In 2001, he was elected to the Duma of Stavropol Krai of the 3rd convocation, and in 2007, during the elections to the Duma of the 4th convocation, his single-mandate constituency became the only one in the region where the regional list of United Russia received more votes than the list of A Just Russia ". As a member of parliament, he served on the Committee on Budget, Taxes and Financial and Credit Policy. He was awarded with a medal and a diploma of the laureate of the V. Svyatoslav Fedorov "For noble thoughts and worthy deeds" in May 2002, and the medal "For services to the Stavropol Territory", "Tersk Cossack Cross of General Ermolov", and the honorary medal "For achievements in environmental protection.".

He received a PhD in economics in 2004, as he defended his thesis in 2004 at the Moscow Institute of Management, Economics and Finance of the State Technical University.

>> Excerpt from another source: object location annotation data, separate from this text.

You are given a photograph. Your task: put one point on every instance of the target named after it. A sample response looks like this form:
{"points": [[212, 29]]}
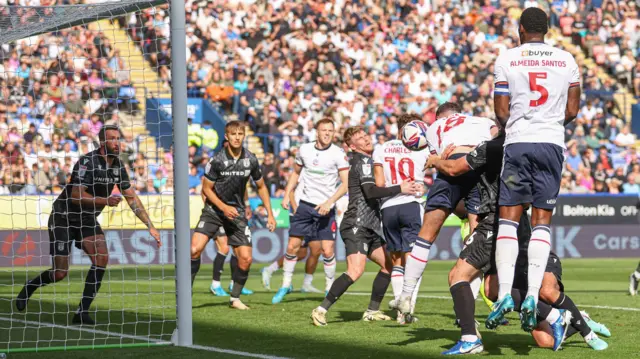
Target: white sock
{"points": [[553, 316], [590, 336], [329, 271], [320, 309], [397, 280], [288, 267], [475, 286], [506, 255], [416, 263], [469, 338], [308, 278], [272, 268], [538, 252], [414, 296]]}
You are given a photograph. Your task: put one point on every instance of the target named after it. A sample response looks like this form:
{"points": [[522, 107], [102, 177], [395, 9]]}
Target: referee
{"points": [[74, 219]]}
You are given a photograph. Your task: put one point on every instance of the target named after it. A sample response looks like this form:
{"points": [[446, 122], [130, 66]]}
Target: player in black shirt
{"points": [[225, 183], [361, 228], [477, 258], [74, 219]]}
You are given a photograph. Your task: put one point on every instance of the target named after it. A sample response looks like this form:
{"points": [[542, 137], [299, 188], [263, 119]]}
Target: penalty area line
{"points": [[479, 300], [36, 325]]}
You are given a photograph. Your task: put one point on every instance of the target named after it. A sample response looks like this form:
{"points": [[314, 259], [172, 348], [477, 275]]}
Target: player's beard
{"points": [[111, 152]]}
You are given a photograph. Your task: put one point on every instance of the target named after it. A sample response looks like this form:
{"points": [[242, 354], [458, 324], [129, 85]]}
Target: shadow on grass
{"points": [[492, 341], [227, 333]]}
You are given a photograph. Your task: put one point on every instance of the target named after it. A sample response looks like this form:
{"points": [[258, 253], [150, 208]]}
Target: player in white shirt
{"points": [[537, 92], [308, 243], [401, 214], [465, 132], [320, 164]]}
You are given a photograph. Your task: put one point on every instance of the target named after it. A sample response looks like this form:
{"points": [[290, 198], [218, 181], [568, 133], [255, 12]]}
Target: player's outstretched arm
{"points": [[501, 105], [204, 198], [263, 193], [138, 208], [378, 174], [292, 183], [325, 207], [573, 104], [501, 96]]}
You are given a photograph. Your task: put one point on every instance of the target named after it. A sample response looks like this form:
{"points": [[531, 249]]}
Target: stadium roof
{"points": [[17, 22]]}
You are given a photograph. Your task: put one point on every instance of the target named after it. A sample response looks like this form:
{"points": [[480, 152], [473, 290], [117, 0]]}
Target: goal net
{"points": [[65, 72]]}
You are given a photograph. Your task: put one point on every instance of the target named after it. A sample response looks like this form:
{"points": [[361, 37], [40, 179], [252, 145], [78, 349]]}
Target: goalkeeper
{"points": [[74, 219]]}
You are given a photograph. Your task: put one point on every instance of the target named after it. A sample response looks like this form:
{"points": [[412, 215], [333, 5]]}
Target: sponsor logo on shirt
{"points": [[536, 53]]}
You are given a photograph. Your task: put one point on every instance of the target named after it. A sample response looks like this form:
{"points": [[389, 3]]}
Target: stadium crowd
{"points": [[283, 65]]}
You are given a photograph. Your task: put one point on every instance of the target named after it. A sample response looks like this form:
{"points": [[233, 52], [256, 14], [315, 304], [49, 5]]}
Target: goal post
{"points": [[66, 71]]}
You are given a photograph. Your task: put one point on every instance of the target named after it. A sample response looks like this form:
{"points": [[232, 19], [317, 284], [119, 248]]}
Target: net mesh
{"points": [[66, 71]]}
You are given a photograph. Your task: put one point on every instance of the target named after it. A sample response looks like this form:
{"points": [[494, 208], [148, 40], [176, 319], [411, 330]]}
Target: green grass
{"points": [[285, 329]]}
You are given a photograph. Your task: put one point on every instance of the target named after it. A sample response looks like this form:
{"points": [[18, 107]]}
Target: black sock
{"points": [[91, 286], [195, 267], [234, 265], [577, 321], [517, 296], [338, 288], [239, 279], [464, 306], [41, 280], [218, 265], [380, 285], [571, 331]]}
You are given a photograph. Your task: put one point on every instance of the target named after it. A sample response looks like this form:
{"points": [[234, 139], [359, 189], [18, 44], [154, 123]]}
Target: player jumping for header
{"points": [[537, 93]]}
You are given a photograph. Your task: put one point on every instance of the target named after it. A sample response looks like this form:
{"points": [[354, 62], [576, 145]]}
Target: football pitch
{"points": [[284, 330]]}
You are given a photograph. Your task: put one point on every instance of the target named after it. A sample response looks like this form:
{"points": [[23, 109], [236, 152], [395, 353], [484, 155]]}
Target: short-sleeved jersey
{"points": [[230, 176], [360, 211], [458, 130], [320, 169], [93, 173], [486, 159], [400, 164], [537, 77]]}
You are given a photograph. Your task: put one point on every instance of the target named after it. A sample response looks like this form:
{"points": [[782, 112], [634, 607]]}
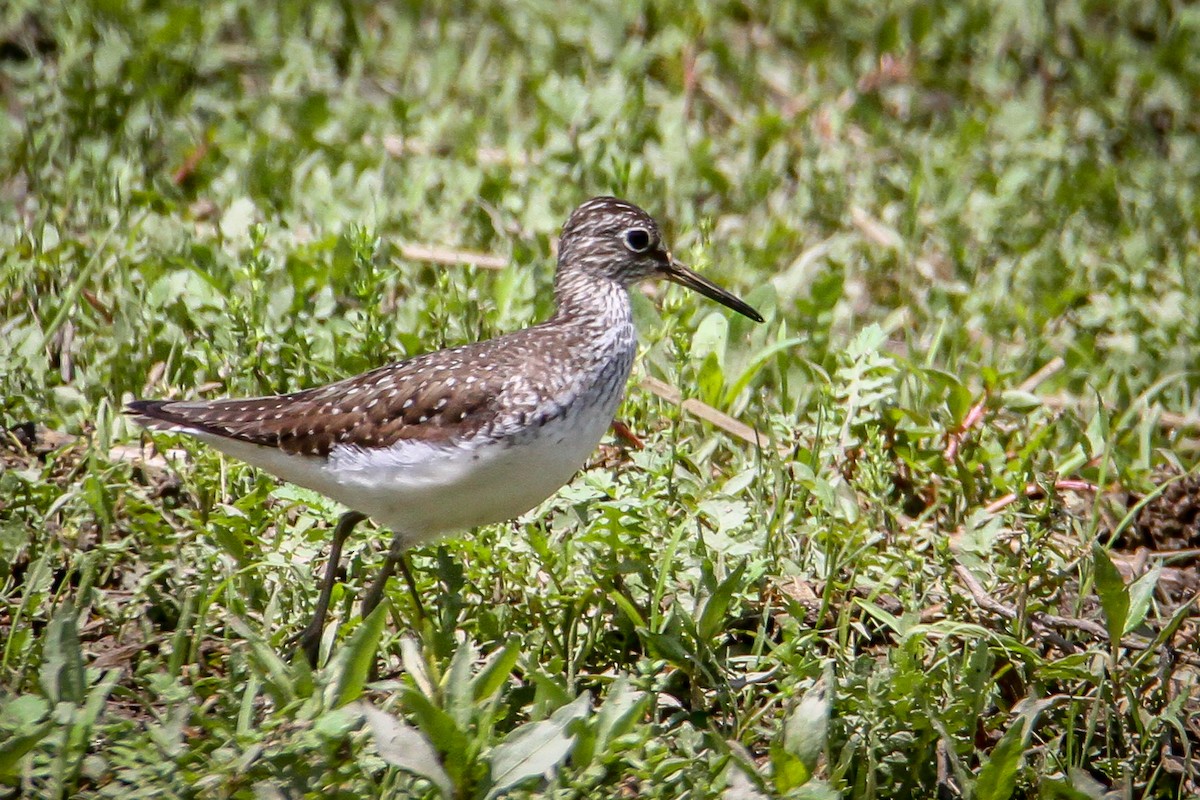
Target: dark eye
{"points": [[637, 240]]}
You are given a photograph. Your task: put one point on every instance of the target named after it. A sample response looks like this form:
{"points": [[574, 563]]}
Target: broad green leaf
{"points": [[353, 663], [61, 674], [808, 725], [718, 603], [496, 669], [997, 776], [1141, 594], [1113, 591], [535, 749], [406, 747]]}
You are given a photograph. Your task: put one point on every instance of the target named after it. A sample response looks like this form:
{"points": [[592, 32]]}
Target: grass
{"points": [[972, 227]]}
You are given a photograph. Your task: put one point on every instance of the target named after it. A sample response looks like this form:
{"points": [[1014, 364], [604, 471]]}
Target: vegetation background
{"points": [[960, 563]]}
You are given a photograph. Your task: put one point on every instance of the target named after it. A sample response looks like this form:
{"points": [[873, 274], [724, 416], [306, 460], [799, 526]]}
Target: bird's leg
{"points": [[396, 558], [310, 637]]}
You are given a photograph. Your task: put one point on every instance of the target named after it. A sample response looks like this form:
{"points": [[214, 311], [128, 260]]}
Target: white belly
{"points": [[420, 489]]}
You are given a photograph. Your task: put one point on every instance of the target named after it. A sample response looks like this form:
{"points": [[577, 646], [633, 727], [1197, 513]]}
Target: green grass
{"points": [[929, 202]]}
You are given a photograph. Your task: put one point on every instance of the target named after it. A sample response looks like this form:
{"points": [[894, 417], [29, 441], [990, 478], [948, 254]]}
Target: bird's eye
{"points": [[637, 240]]}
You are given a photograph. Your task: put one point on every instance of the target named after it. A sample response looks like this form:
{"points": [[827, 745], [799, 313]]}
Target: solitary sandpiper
{"points": [[467, 435]]}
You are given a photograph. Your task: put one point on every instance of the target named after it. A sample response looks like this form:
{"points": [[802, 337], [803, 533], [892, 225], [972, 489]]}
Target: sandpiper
{"points": [[467, 435]]}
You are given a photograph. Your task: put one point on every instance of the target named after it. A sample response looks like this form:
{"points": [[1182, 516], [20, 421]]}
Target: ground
{"points": [[930, 530]]}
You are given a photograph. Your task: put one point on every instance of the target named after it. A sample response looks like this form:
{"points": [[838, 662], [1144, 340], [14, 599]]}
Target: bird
{"points": [[467, 435]]}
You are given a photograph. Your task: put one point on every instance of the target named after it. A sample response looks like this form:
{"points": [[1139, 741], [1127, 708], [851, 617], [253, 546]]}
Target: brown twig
{"points": [[706, 411], [1045, 624], [1170, 420], [954, 438], [451, 257]]}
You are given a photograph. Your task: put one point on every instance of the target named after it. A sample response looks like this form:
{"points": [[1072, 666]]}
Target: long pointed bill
{"points": [[685, 277]]}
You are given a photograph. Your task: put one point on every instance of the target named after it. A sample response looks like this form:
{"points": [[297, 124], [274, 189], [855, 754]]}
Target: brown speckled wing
{"points": [[443, 396]]}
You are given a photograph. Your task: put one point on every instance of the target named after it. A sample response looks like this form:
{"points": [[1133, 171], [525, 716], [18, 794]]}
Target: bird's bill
{"points": [[677, 272]]}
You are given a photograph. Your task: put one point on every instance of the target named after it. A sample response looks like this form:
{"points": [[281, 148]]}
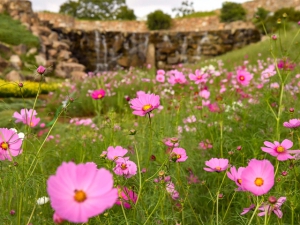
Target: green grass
{"points": [[12, 32]]}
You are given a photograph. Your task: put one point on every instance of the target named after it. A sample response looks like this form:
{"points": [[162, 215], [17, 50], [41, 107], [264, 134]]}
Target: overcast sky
{"points": [[141, 7]]}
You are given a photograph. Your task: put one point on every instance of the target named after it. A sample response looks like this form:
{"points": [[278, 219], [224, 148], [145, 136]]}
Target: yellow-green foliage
{"points": [[29, 89]]}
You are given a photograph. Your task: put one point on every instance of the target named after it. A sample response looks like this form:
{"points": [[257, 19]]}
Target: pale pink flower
{"points": [[246, 210], [27, 117], [98, 94], [205, 144], [125, 167], [244, 77], [258, 177], [204, 94], [178, 155], [115, 153], [10, 143], [280, 150], [160, 78], [170, 187], [79, 192], [216, 165], [293, 123], [235, 175], [144, 104], [274, 205], [198, 77], [126, 196]]}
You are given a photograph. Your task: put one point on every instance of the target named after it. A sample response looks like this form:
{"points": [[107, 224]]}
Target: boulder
{"points": [[16, 62], [14, 76]]}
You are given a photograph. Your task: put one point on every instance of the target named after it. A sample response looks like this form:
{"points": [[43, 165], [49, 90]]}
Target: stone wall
{"points": [[111, 50]]}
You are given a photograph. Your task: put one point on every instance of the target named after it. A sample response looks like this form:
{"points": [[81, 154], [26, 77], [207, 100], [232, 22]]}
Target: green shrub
{"points": [[14, 33], [232, 11], [158, 20]]}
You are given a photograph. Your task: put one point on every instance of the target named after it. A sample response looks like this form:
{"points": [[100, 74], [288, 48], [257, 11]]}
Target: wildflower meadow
{"points": [[212, 143]]}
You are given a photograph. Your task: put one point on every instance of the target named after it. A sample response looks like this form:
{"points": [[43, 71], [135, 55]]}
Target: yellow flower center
{"points": [[218, 168], [147, 107], [280, 149], [123, 166], [4, 145], [259, 181], [79, 196]]}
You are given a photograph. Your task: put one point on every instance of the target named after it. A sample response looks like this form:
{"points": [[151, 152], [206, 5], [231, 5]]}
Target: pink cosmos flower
{"points": [[10, 143], [125, 167], [198, 77], [128, 197], [160, 78], [280, 150], [258, 177], [144, 104], [57, 219], [78, 192], [177, 78], [204, 94], [244, 77], [98, 94], [235, 175], [41, 70], [246, 210], [205, 144], [115, 153], [274, 205], [170, 187], [216, 165], [27, 117], [178, 155], [293, 123]]}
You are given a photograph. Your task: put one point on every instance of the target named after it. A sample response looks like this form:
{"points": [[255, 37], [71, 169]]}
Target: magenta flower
{"points": [[144, 104], [79, 192], [244, 77], [27, 117], [178, 155], [246, 210], [41, 70], [198, 77], [125, 167], [236, 175], [128, 197], [216, 165], [98, 94], [160, 78], [10, 143], [114, 153], [170, 187], [280, 150], [258, 177], [293, 123], [274, 205]]}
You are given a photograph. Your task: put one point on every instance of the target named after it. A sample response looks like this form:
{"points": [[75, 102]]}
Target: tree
{"points": [[124, 13], [158, 20], [92, 9], [232, 11], [186, 8]]}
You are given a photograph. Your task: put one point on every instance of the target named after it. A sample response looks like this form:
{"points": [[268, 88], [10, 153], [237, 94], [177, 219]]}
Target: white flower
{"points": [[42, 200]]}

Afanasov's business projects include Kavminekocenter LLC, Edelweiss LLC, Cosmos Shopping and Entertainment Complex (Pyatigorsk), Interregional Construction Alliance, MBA Investment Group and others.

On 17 August 2012, he was endowed with the powers as a Senator of Stavropol Krai on the executive body of state power of the Stavropol Krai. He entered the Federation Council Committee on Constitutional Legislation and State Building.

On 27 September 2019, Afanasov was replaced by Sergey Melikov who had become the new senator, by the decree of the governor of Stavropol Krai, Vladimir Vladimirov, as Vladimirov was reelected for a second term.

On 1 November 2019, by order of the Governor of the Stavropol Territory, Vladimirov appointed Afanasov as the Deputy Prime Minister of the Government of the Stavropol Krai, as Irina Kuvaldina, on 18 October 18 was sent to court on charges of embezzling budget funds.

On 14 October 2020, he was appointed Senator again.

== Awards ==

- Medal of the Order "For Merit to the Fatherland", 2nd class (21 December 2011) — for labor achievements, many years of dedicated service, and active public activity.

=== Sanctions ===
He was sanctioned by the UK government in 2022 in relation to the Russo-Ukrainian War.